Was nach "Mein Leben" kam

Über die unermüdliche Produktivität des über 80-jährigen Marcel Reich-Ranicki

Von Thomas AnzRSS-Newsfeed neuer Artikel von Thomas Anz

Besprochene Bücher / Literaturhinweise

Seinen größten Erfolg hatte der so erfolgsverwöhnte wie ruhmversessene Marcel Reich-Ranicki mit seiner Autobiografie "Mein Leben". Als sie am 15. August 1999 erschien, war die Resonanz überwältigend. Die zahlreichen und ausführlichen Rezensionen, die zum Teil schon vor der Auslieferung des Buches erschienen, zeigten sich zum größten Teil beeindruckt und begeistert. Selbst chronische Gegner des Kritikers bezeugten ihren Respekt. Sieben Wochen nach dem Erscheinen stand das Buch auf Platz eins aller Bestsellerlisten im deutschsprachigen Raum. Mehr als 200.000 Exemplare waren bereits verkauft, Übersetzungsrechte nach Polen, Spanien und Großbritannien vergeben. Die Zahl der aufgelegten Hardcover-, Buchclub-, Taschenbuch- und Hörbuchexemplare hat im Jahr 2003 die Millionengrenze überschritten. In 17 Ländern hat man inzwischen die Lizenzrechte erworben. Eben wurde in China die Übersetzung publiziert. In Deutschland erschien bei dtv eine an Schüler adressierte "Studienausgabe".

Doch solcher Erfolg und das hohe Alter ließen Reich-Ranicki nicht ruhen. Die Produktivität des inzwischen weit über 80-Jährigen ist bemerkenswert. Neben zahlreichen Lesungen, den Vorträgen anlässlich von Auszeichnungen wie dem Hölderlin-Preis, dem Frankfurter Goethepreis oder den Ehrenpromotionen an den Universitäten Utrecht und München, neben den Auftritten in Fernsehtalkshows und, bis Ende 2002, vor allem in den eigenen Fernsehsendungen "Literarisches Quartett" und "Reich-Ranicki Solo", hat er in den ersten vier Jahren des neuen Jahrhunderts kontinuierlich geschrieben und an diversen Buchprojekten gearbeitet. Über 15 Bücher hat er in dieser Zeit herausgegeben und zum Teil komplett neu verfasst.

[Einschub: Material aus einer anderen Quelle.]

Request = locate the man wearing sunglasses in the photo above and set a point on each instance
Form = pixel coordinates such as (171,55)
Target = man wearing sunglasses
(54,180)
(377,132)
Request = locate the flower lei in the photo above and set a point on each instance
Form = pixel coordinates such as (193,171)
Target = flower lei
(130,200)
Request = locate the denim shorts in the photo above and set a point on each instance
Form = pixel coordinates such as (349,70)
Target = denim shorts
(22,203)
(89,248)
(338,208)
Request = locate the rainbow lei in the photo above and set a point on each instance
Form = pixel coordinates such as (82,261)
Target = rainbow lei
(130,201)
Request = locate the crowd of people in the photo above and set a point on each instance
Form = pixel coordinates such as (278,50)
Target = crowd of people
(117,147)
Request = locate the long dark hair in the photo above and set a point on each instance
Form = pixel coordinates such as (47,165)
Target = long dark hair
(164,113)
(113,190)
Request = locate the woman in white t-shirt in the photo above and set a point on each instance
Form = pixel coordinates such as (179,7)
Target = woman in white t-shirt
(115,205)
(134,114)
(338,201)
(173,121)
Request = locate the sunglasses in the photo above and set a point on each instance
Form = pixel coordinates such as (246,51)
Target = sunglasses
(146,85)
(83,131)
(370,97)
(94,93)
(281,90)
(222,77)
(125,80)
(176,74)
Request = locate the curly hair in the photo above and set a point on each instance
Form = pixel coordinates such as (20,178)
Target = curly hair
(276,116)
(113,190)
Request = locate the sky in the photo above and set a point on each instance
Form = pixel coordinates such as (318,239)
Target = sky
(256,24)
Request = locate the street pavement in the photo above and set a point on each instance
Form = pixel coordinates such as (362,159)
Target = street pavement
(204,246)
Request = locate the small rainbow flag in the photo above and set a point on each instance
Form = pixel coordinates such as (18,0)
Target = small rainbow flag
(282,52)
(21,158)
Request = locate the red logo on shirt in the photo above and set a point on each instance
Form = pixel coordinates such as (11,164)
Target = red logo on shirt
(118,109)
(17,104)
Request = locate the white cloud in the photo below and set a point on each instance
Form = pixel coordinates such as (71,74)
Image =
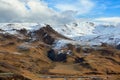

Zwischen September 2001 und Dezember 2002 schrieb er beinahe jede Woche für die "Frankfurter Allgemeine Sonntagszeitung" einen Beitrag für die Serie "Meine Bilder", die 2003 als Buch erschien. Es enthält 69 "Bilder" von ihm im doppelten Sinn: Radierungen, Lithografien und Originalzeichnungen, die ihm im Laufe seines Kritikerlebens geschenkt wurden oder die er selbst angeschafft hatte, "Portraits von Schriftstellern, die für mich besonders wichtig waren und sind". Die Wände seiner Wohnung waren voll davon - bis die Bilder 2003 zur öffentlichen Ausstellung außer Haus gegeben wurden. Zu ihnen verfertigte Reich-Ranicki ergänzende Portraits mit den ihm eigenen Mitteln, mit denen der Sprache: kleine, drei Druckseiten umfassende Essays, die neben einigen Bemerkungen zum jeweiligen Bild den dargestellten Autor charakterisieren und zugleich beschreiben, was einige seiner Werke dem Kritiker bedeuten.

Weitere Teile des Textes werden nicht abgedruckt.